> Per-cpu read-write locks allow for the fast path read case to have
> low overhead by only setting/clearing a per-cpu variable for using
> the read lock. The per-cpu read fast path also avoids locked
> compare swap operations which can be particularly slow on coherent
> multi-socket systems, particularly if there is heavy usage of the
> read lock itself.
> The per-cpu reader-writer lock uses a local variable to control
> the read lock fast path. This allows a writer to disable the fast
> path and ensures the readers switch to using the underlying
> read-write lock implementation instead of the per-cpu variable.
> Once the writer has taken the write lock and disabled the fast path,
> it must poll the per-cpu variable for all CPU's which have entered
> the critical section for the specific read-write lock the writer is
> attempting to take. This design allows for a single per-cpu variable
> to be used for read/write locks belonging to seperate data structures.
> If a two or more different per-cpu read lock(s) are taken
> simultaneously then the per-cpu data structure is not used and the
> implementation takes the read lock of the underlying read-write lock,
> this behaviour is equivalent to the slow path in terms of performance.
> The per-cpu rwlock is not recursion safe for taking the per-cpu
> read lock because there is no recursion count variable, this is
> functionally equivalent to standard spin locks.

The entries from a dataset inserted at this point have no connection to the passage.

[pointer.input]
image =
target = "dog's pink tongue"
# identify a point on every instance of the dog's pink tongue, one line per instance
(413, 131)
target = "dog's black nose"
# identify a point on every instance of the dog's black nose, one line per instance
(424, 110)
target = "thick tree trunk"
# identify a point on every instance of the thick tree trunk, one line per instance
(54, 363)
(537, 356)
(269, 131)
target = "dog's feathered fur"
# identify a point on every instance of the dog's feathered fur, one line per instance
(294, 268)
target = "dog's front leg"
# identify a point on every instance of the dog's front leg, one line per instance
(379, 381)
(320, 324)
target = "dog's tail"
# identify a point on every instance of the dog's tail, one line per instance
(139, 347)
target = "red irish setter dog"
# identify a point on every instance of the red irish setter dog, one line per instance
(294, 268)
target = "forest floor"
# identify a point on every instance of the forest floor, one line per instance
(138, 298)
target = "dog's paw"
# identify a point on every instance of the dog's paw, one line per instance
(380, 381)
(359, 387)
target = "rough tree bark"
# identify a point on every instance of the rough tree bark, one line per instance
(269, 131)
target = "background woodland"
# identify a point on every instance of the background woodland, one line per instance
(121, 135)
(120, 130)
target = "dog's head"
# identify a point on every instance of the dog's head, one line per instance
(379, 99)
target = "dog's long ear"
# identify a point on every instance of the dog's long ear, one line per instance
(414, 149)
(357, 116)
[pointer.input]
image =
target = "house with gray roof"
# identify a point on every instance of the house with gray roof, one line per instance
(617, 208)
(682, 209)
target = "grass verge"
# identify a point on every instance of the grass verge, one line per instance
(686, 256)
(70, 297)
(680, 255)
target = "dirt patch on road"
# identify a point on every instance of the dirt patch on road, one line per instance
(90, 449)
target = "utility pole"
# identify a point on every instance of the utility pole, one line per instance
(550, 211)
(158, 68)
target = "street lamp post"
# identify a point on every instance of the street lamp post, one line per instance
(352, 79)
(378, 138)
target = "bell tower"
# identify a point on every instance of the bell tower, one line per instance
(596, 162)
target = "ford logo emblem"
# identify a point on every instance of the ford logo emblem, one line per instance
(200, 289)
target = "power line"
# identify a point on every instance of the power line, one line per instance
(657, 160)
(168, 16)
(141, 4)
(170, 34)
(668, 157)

> Slow path readers which are unblocked, set the per-cpu variable and
> drop the read lock. This simplifies the implementation and allows
> for fairness in the underlying read-write lock to be taken
> advantage of.
> There is more overhead on the per-cpu write lock path due to checking
> each CPUs fast path per-cpu variable but this overhead is likely be
> hidden by the required delay of waiting for readers to exit the
> critical section. The loop is optimised to only iterate over
> the per-cpu data of active readers of the rwlock. The cpumask_t for
> tracking the active readers is stored in a single per-cpu data
> location and thus the write lock is not pre-emption safe. Therefore
> the per-cpu write lock can only be used with interrupts disabled.